La Belle Assemblée, August 1811.
Note that the purse is called a ridicule. The term, which is seen often in French prints, possibly came about because it seemed a ridiculous notion in the late 18th/early 19th century to carry outside the dress those personal belongings formerly kept in large pockets beneath the dress. When waists rose and skirts narrowed, bulky pockets could no longer be accommodated without spoiling the line of the dress, and so the ridicule became an essential accessory. Around the mid-19th century, the term ridicule had morphed into reticule in English. Or perhaps it was the other way around. For the French term réticule, from the latin reticulum, meant a net or mesh bag. So it may be that both the French and English finally came around to the proper word.
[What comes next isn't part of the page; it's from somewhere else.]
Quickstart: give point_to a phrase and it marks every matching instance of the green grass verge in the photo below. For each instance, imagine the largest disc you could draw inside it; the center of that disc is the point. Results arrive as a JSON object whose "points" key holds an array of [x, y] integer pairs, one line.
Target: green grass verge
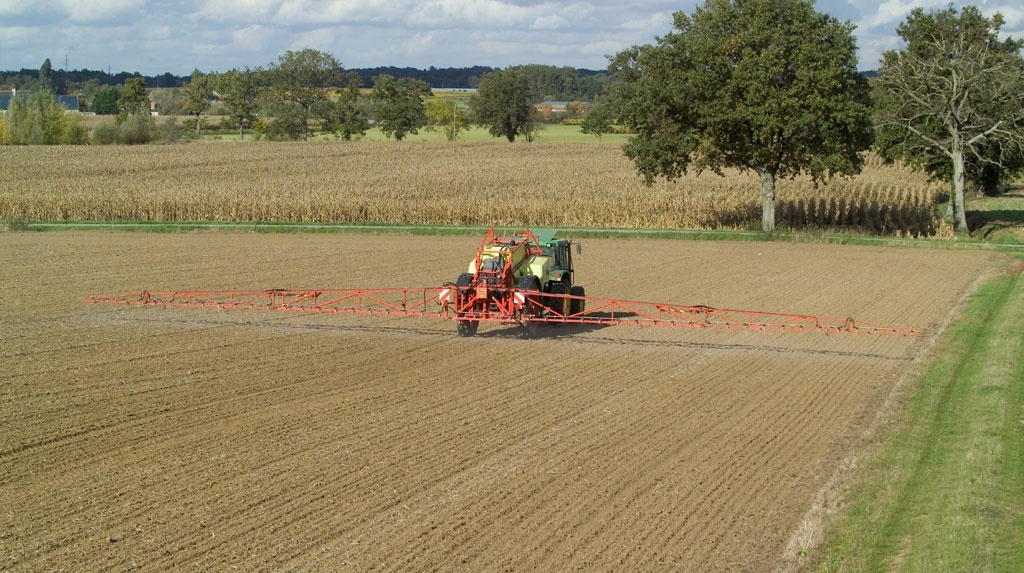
{"points": [[548, 133], [692, 234], [946, 491]]}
The print is described in the magazine as follows:
“A round robe of India jaconet, trimmed round the bottom with ribband; a mantle of fine India mull muslin, or white crape, with ficher front, ornamented withe drawn ribband and tassels, terminating on one side with a point finished with a tassel, confined to the waist on the same side. A village hat of white chip, with a crown of blended crape and sarsnet, bound and tied under the chin with ribband, over a lace cawl, raised from the face by a short wreath of small French roses. Parasol and ridicule of purple and green shot silk; gloves of York tan; Roman boots of white Morocco.”